Antwoord:
ik heb
Uitleg:
In 1990 is de bevolking te vinden door te stellen
In 1991 gebruiken we
een toename van:
Dit vertegenwoordigt:
De bevolking van een cit groeit met een snelheid van 5% per jaar. De bevolking in 1990 was 400.000. Wat zou de voorspelde huidige bevolking zijn? In welk jaar zouden we voorspellen dat de bevolking 1.000.000 zou bereiken?
11 oktober 2008. Groeipercentage voor n jaar is P (1 + 5/100) ^ n De startwaarde van P = 400 000, op 1 januari 1990. Dus we hebben 400000 (1 + 5/100) ^ n Dus we moet n bepalen voor 400000 (1 + 5/100) ^ n = 1000000 Deel beide zijden met 400000 (1 + 5/100) ^ n = 5/2 Nemen van logboeken n ln (105/100) = ln (5/2 ) n = ln 2,5 / ln 1,05 n = 18.780 jaar progressie tot 3 decimalen Het jaar is dus 1990 + 18.780 = 2008.78 De bevolking bereikt tegen 11 oktober 2008 1 miljoen.
Een auto daalt met een snelheid van 20% per jaar. Aan het einde van elk jaar is de auto vanaf het begin van het jaar 80% van zijn waarde waard. Welk percentage van de oorspronkelijke waarde is de auto waard aan het einde van het derde jaar?

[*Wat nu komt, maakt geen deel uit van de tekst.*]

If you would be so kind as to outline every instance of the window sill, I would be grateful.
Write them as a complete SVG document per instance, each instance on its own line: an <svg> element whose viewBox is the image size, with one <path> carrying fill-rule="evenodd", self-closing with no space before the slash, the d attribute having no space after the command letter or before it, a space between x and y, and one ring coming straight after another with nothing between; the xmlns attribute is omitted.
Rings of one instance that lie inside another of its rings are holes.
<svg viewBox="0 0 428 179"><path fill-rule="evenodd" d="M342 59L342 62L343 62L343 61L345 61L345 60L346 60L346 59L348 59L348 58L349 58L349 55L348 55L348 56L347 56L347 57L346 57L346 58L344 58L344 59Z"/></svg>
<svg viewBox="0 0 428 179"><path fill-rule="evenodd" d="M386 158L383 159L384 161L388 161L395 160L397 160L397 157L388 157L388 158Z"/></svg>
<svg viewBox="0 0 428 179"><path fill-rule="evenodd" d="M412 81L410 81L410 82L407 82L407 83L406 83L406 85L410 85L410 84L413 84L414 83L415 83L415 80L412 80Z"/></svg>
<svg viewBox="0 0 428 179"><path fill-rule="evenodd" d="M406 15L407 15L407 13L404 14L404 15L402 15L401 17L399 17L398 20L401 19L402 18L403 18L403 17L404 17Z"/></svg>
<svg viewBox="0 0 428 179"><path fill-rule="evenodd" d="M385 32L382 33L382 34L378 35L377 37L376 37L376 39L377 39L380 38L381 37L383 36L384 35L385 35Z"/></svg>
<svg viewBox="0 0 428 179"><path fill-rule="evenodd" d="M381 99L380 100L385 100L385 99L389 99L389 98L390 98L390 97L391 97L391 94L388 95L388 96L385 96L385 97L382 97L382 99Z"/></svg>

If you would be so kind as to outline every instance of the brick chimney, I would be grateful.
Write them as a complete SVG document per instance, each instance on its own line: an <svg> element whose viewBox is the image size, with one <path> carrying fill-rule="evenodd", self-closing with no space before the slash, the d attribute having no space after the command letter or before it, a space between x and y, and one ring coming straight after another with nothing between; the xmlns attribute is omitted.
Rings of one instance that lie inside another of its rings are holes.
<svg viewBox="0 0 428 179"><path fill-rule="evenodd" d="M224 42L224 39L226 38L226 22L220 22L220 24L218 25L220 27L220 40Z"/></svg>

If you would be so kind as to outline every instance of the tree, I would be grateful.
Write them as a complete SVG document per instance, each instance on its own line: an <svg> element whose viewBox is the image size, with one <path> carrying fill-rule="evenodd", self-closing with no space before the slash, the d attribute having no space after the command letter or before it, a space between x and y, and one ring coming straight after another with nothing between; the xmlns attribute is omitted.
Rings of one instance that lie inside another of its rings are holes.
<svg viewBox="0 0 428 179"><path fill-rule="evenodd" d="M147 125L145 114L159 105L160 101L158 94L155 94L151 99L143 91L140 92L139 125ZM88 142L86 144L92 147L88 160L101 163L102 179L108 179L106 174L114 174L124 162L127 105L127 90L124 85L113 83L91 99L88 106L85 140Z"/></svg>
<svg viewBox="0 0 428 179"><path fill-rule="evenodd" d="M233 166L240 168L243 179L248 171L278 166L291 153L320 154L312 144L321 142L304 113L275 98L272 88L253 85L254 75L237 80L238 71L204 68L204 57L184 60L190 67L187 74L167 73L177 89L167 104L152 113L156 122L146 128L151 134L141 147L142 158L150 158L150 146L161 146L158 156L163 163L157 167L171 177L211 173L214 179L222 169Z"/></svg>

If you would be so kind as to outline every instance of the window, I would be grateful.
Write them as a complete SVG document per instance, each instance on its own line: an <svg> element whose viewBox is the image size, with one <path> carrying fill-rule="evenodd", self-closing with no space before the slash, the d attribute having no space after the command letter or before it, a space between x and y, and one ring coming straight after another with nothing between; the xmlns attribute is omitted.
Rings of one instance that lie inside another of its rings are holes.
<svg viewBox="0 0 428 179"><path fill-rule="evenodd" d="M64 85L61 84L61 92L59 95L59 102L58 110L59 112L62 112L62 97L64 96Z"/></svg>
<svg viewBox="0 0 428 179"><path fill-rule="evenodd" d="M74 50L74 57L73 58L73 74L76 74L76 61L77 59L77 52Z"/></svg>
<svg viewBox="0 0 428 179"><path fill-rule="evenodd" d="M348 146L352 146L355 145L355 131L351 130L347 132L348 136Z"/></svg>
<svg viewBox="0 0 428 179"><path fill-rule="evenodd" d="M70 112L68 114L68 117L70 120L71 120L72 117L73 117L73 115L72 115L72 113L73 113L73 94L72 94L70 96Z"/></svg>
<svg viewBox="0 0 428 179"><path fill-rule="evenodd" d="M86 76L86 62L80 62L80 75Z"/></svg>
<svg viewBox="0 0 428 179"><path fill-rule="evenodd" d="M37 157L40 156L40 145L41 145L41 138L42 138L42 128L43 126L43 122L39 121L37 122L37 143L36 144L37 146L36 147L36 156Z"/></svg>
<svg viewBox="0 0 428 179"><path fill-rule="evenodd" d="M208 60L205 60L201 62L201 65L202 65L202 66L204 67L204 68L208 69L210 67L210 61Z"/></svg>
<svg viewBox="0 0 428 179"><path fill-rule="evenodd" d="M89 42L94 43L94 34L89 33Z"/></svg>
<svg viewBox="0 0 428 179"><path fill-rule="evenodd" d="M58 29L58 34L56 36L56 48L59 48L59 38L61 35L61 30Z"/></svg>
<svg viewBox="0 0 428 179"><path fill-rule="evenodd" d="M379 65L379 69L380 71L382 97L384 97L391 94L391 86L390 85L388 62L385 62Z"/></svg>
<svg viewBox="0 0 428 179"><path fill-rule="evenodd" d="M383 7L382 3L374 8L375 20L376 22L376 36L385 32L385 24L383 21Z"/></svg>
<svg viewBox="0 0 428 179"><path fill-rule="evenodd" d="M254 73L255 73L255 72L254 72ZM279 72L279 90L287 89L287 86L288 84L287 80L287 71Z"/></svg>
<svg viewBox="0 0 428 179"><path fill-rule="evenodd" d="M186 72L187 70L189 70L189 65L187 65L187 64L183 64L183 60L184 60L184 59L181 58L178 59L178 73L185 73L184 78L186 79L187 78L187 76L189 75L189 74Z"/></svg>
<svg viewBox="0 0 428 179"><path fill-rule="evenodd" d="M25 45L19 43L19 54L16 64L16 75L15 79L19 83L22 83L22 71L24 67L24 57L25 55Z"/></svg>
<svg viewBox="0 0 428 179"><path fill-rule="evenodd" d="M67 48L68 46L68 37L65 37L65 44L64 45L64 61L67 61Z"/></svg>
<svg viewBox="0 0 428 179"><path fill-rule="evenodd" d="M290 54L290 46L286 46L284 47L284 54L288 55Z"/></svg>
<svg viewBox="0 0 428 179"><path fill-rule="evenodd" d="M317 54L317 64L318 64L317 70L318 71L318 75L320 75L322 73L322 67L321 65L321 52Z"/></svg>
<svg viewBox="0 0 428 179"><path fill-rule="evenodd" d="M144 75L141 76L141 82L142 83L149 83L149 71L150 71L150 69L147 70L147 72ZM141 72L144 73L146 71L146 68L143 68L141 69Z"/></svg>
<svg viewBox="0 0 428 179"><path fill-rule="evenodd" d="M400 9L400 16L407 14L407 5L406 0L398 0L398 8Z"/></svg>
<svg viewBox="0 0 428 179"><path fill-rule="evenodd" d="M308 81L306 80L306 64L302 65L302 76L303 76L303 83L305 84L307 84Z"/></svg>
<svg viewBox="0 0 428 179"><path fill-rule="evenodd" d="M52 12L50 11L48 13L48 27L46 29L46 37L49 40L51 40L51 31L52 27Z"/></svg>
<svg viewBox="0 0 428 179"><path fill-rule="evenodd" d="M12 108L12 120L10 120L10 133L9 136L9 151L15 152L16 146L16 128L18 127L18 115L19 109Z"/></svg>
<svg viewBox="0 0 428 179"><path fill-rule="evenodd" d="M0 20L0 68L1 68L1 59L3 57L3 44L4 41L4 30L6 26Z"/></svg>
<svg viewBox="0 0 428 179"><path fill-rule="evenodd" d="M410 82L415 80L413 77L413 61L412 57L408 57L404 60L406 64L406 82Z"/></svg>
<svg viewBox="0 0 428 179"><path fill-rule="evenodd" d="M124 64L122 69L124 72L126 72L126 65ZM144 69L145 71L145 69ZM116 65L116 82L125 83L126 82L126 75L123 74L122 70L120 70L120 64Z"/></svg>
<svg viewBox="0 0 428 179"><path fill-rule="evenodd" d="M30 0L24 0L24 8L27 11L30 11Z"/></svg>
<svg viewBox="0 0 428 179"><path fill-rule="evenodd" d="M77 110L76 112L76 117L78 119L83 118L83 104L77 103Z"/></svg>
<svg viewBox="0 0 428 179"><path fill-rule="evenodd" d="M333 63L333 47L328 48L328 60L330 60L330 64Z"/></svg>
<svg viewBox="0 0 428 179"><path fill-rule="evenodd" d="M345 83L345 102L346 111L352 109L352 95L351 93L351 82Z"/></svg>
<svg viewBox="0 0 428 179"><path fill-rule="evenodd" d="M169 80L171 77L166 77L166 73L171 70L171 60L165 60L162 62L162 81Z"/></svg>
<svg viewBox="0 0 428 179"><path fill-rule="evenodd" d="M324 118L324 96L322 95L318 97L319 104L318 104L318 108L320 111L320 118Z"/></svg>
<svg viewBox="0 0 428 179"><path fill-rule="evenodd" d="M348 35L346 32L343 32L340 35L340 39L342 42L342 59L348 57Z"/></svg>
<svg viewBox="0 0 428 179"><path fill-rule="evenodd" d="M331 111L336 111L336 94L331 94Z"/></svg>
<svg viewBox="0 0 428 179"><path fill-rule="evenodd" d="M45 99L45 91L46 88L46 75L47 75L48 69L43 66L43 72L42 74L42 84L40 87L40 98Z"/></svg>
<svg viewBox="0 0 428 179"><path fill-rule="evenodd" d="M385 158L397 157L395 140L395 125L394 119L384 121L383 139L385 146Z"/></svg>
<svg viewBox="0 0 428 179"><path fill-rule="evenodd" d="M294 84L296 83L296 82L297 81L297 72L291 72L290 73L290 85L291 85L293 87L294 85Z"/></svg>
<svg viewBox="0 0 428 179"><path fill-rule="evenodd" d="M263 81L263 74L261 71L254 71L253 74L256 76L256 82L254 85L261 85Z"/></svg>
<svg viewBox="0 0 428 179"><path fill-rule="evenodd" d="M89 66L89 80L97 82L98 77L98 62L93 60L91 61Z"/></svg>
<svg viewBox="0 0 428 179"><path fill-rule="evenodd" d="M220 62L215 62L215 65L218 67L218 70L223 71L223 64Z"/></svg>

51,2% Laten we dit modelleren met een afnemende exponentiële functie. f (x) = y keer (0.8) ^ x Waarbij y de startwaarde van de auto is en x de tijd is die verstreken is in jaren sinds het jaar van aankoop. Dus na 3 jaar hebben we het volgende: f (3) = y keer (0.8) ^ 3 f (3) = 0.512y Dus de auto heeft slechts 51,2% van zijn oorspronkelijke waarde na 3 jaar.
Penny keek naar haar klerenkast. Het aantal jurken dat ze bezat, was 18 meer dan het dubbele van het aantal kleuren. Het aantal jurken en het aantal pakken bedroeg samen 51. Wat was het nummer van elk exemplaar dat ze bezat?
Penny bezit 40 jurken en 11 pakken. Let d and s zijn respectievelijk het aantal jurken en pakken. Er wordt ons verteld dat het aantal jurken 18 meer dan tweemaal het aantal kleuren is. Daarom: d = 2s + 18 (1) Er wordt ons ook verteld dat het totale aantal jurken en pakken 51 is. Daarom is d + s = 51 (2) Van (2): d = 51-s Vervanging van d in (1 ) hierboven: 51-s = 2s + 18 3s = 33 s = 11 Vervangen voor s in (2) hierboven: d = 51-11 d = 40 Het aantal jurken (d) is dus 40 en het aantal kleuren (s) ) is 11.